Some additional exclusions for k<=12 and b<=2048:

Riesel k=6: all bases b=6*m^2 and m = 2 or 3 mod 5 can be proven composite by partial algebra factors. (this includes bases 24, 54, 294, 384, 864, 1014, 1734, 1944)

Riesel k=11: all bases b=11*m^2 and m = 2 or 3 mod 5 can be proven composite by partial algebra factors. (this includes bases 44, 99, 539, 704, 1584, 1859)

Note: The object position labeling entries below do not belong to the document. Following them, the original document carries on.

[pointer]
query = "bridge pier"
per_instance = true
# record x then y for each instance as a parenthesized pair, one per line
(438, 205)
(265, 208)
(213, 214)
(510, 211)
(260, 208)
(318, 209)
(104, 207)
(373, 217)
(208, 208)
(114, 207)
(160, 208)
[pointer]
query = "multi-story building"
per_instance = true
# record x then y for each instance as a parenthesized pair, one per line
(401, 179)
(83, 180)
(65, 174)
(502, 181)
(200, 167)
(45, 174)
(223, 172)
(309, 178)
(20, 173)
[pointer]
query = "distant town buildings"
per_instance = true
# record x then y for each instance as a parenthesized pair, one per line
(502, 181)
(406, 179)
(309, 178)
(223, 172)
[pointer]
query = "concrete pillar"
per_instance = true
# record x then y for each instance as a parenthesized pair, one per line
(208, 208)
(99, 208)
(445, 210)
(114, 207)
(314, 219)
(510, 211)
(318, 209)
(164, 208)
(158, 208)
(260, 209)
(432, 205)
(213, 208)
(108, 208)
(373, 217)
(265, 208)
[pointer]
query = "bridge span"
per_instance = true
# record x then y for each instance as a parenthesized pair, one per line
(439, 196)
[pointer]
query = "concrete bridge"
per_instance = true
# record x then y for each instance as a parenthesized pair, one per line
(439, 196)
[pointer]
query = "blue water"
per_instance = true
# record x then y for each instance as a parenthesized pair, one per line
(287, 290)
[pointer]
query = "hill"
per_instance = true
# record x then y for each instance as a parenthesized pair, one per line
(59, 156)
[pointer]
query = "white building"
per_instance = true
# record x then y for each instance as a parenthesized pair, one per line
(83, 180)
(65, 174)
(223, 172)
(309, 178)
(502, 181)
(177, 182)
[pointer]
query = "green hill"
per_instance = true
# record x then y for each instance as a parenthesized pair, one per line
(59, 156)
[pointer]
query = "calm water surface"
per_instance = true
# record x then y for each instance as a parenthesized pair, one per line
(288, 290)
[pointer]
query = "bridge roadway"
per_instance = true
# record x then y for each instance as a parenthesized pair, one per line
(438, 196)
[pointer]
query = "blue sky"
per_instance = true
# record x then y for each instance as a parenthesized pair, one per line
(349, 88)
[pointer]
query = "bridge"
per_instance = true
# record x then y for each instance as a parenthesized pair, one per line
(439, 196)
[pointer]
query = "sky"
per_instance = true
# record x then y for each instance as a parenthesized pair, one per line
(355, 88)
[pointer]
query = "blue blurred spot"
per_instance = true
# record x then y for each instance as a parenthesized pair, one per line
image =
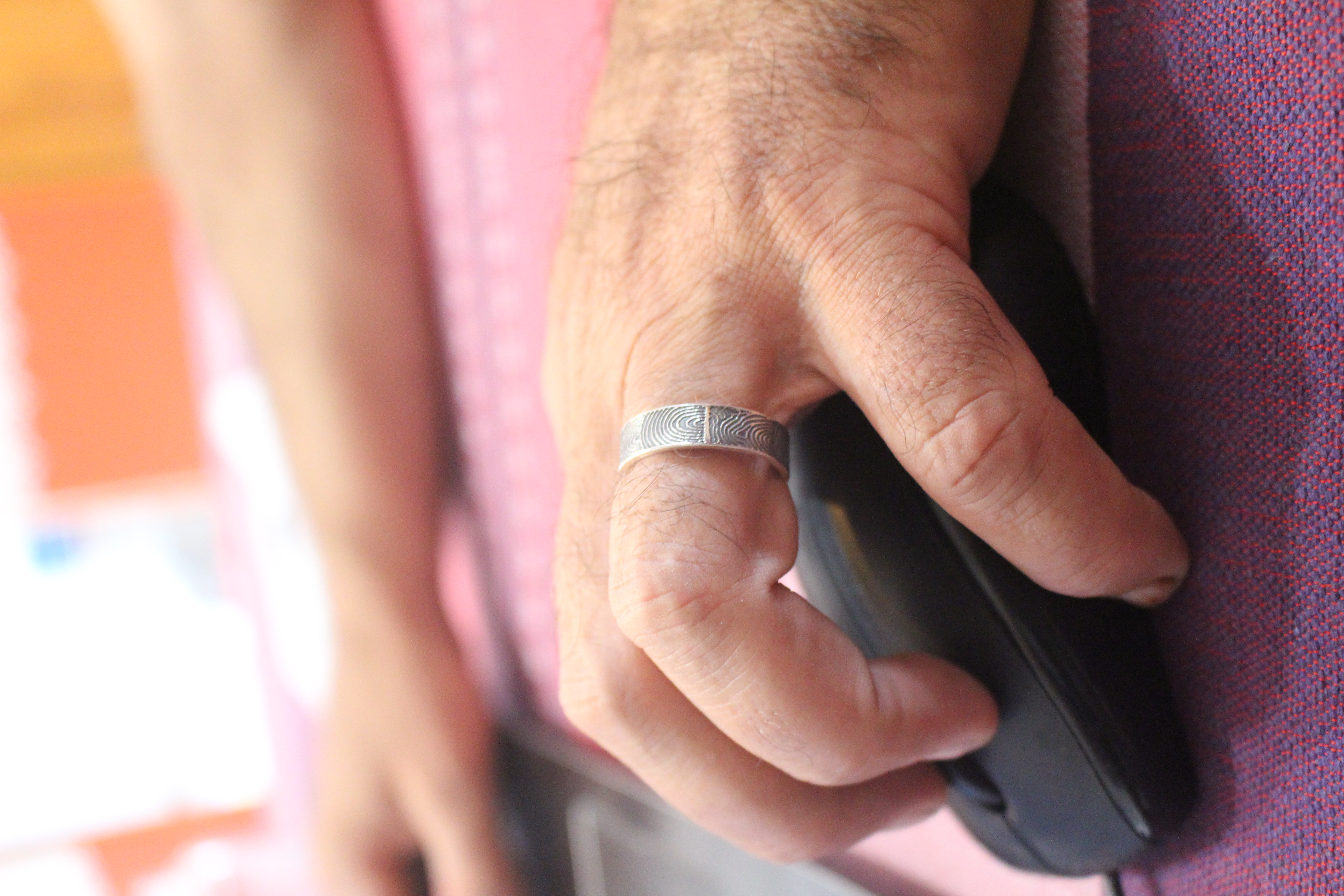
(54, 549)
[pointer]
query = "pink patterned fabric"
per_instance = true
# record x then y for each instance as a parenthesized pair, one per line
(495, 95)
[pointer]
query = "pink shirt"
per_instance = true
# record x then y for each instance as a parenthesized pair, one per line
(496, 93)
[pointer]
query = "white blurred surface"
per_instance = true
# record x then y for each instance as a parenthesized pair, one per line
(282, 551)
(130, 691)
(58, 872)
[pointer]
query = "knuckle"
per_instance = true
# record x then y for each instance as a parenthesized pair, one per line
(788, 845)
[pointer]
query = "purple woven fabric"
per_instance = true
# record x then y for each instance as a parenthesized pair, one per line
(1220, 209)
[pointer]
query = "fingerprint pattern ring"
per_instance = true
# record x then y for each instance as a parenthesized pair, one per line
(717, 426)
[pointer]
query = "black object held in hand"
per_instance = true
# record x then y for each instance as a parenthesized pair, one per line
(1089, 766)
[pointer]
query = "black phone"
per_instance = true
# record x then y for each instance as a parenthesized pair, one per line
(1089, 766)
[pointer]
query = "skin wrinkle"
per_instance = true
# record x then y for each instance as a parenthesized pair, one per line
(788, 195)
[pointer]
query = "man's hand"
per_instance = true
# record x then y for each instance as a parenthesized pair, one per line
(408, 765)
(773, 206)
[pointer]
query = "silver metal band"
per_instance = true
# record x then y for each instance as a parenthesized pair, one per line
(717, 426)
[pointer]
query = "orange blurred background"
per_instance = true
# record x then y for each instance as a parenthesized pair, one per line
(101, 321)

[QUOTE=sweety439;451278]Some additional exclusions for k<=12 and b<=2048:

Riesel k=6: all bases b=6*m^2 and m = 2 or 3 mod 5 can be proven composite by partial algebra factors. (this includes bases 24, 54, 294, 384, 864, 1014, 1734, 1944)

Riesel k=11: all bases b=11*m^2 and m = 2 or 3 mod 5 can be proven composite by partial algebra factors. (this includes bases 44, 99, 539, 704, 1584, 1859)[/QUOTE]

These are not additional exclusions. This exclusion was already posted for Riesel k=6. For Riesel k=11, those bases all have a numeric covering set of [3, 5], which has already been posted.